College Bound

By Jennifer Hunter, Ph.D., University of Kentucky Family Finance Extension Specialist

Do you have a son or daughter who is college bound this fall? Prior to heading off to college, it is important that students have a basic understanding of money management skills.

For many students, college may be the first time they have been responsible for managing their own money. Even if mom and dad are paying all of the bills, they will not be around to help their child make everyday spending decisions.

Often students can be tempted by credit card offers or feel peer pressure to spend more than their budget will allow. Overspending and poor use of credit while in college can have lasting effects on financial success following college. Talk to your student to help them develop a plan for handling their money and expenses once they get to college, share the following money tips to help get their college career on track financially.

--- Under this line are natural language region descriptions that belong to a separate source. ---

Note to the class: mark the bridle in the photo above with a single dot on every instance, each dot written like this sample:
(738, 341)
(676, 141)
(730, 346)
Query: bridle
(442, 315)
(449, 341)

  1. Encourage your son or daughter to establish a local checking account.  Often larger universities will be affiliated with a credit union that offers student accounts. A local bank will provide your college-bound kid with easy access to cash checks, make deposits, or utilize ATMs. Look for a bank that has low or no minimum balance and be certain to review the fees for overdraft and number of transactions. Have your child setup text and email alerts from their bank account for low balances.
  2. Urge your son or daughter to avoid getting a credit card. Often college students (and parents) feel the need to get a credit card in case of emergencies. However, credit cards become a temptation and can lead to non-academic debt. 
  3. If your child has bills, such as cable, internet, or other utilities in their name, stress the importance of paying bills on time. You may need to help your child setup online banking or automatic bill pay to make bill paying simpler.
  4. Help your child establish a spending plan. If your child receives a lump-sum at the beginning of the semester from scholarships or student loans, help them develop a plan to stretch the money throughout the semester. One of the best ways to develop a spending plan is to track expenses during the first few weeks of school. At the end of the first month, review with your child where and how they are spending their money. As a parent, you may want to make suggestions about how to change their spending habits.
  5. Remind your child about the difference between wants and needs.  Help them prioritize their spending based on the needs, such as tuition, room, board, books prior to spending on wants.